Everyone has an opinion about how you should write your application. Whether it's the structure, language, or database (or not!) that you choose, there are plenty of people telling you what you should do, but not how to do it. So I'm going to focus on the application tier and address several issues regarding application session management — one of the trickiest aspects to tackle in high-performance and cloud-deployed applications and something that most developers take for granted.
A Confession about Sessions
It's often easier to use the built-in session management tools in your application server (not a best practice, but I've done it, too), and it will usually work even when you get to the point of having multiple servers behind a load balancer (as long as you enable sticky sessions). But using built-in tools causes problems when those servers need to be updated, such as at release time or when they end up failing.
Managing session data and deciding what's kept in memory versus other data stores is something that developers often don't consider until there's a problem with the application. While it would be nice to be able to get rid of session data altogether, realistically it's something that we should still consider and plan for from an infrastructure and configuration management perspective. Keeping in mind the mantra "build it right the first time," here are some good, better, and best options for you to consider.
Good Option: Get your session data out of the same process as your application or web server, which will enable you to restart your web server and retain session data if set up properly. This is a bit of a niche solution, but some platforms such as .NET allow you to run the State Service separately from the web server (IIS). The main advantage of this is that you can reload your application or even redeploy without disrupting user sessions, although the data is still being kept on the same server. This is a great option when session serialization isn't possible and is as simple as a small change to your application's web.config file and starting a Windows service for the .NET platform.
Better Option: Ship your session data to a database or take advantage of other built-in features related to session data storage and replication across your application farm. Some application servers like JBoss or Tomcat have built-in mechanisms to handle cross-server replication of session data. These configuration-heavy setups certainly have some significant advantages, and more server technologies are building in solutions to distribute session data and even cache data.
Something to consider is how you'll manage the machines in the cluster so that they are aware of each other. RightScale tags are a great fit for this scenario, and we use this mechanism ourselves at RightScale to manage the auto-attachment process of web servers to our load balancer with the HAProxy ServerTemplate™. RightScale ServerTemplates are built from modular images, scripts, and variable inputs to enable you to dynamically provision your servers at boot time using your chosen configuration and variable inputs.

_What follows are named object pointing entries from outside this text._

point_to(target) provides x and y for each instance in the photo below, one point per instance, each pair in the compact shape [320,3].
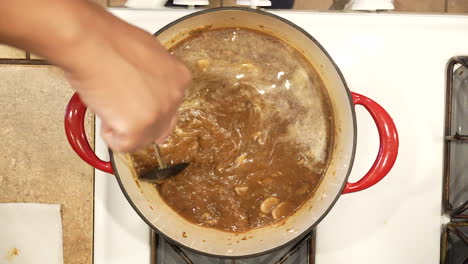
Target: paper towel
[30,233]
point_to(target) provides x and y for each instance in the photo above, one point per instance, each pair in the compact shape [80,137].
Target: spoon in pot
[163,171]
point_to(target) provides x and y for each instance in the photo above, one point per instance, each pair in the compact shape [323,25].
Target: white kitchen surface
[398,60]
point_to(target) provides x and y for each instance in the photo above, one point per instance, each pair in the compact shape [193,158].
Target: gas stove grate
[455,198]
[454,242]
[166,252]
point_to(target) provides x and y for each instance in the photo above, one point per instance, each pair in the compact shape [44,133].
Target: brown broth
[256,127]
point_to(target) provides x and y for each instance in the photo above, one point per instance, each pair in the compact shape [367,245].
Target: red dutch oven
[145,199]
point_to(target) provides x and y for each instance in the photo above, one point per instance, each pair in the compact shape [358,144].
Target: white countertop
[399,61]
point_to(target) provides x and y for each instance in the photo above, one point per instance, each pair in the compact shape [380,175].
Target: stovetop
[397,60]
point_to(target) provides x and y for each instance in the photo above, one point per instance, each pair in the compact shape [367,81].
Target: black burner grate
[454,242]
[165,252]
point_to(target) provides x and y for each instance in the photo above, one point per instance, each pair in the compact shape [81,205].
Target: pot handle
[388,149]
[76,135]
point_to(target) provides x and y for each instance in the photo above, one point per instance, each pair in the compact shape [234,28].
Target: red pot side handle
[76,135]
[388,149]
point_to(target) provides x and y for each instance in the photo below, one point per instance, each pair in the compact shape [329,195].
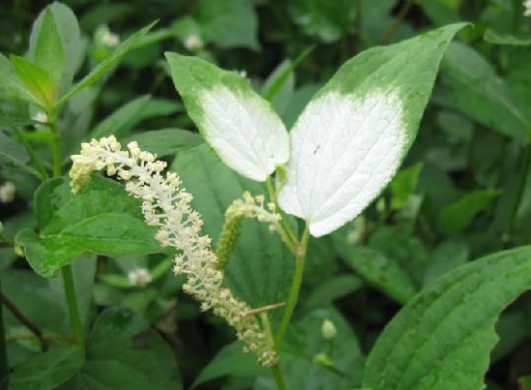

Best Option: Check out a solution like memcached in a clustered configuration, which is both out-of-process related to the web server and off-machine so that any server can serve up the same session. Couchbase also offers a great distributed session toolset. Solutions like this are tuned to manage sessions or simply to reduce the overhead of storing data so that your session data is saved and retrieved efficiently and effectively. Get it set up right and you could even consider ditching that sticky session configuration on your load balancer.
A Few More Tips on Web Application Session Management
Keep in mind that when you start shipping your session data to a centralized server, you'll need to make sure that your data is serialized and de-serialized properly. So don't forget to test to make sure that the change in how you're managing sessions (if you're migrating from another process) doesn't break your application. The most common issues regarding serialization are related to the time it takes to serialize large session objects and the problems that can occur with serializing binary objects — two great reasons to only use application session objects when absolutely necessary.
The devil's always in the details, so automating the work of standing up these systems and relying on a set of proven assets to implement your infrastructure on top of it is a huge advantage and will save you tons of time over the long run. RightScale offers a number of built-in tools, scripts, and Chef recipes to set up these types of configurations and can serve as a great starting point with ServerTemplates that have been tested by both RightScale and the entire community.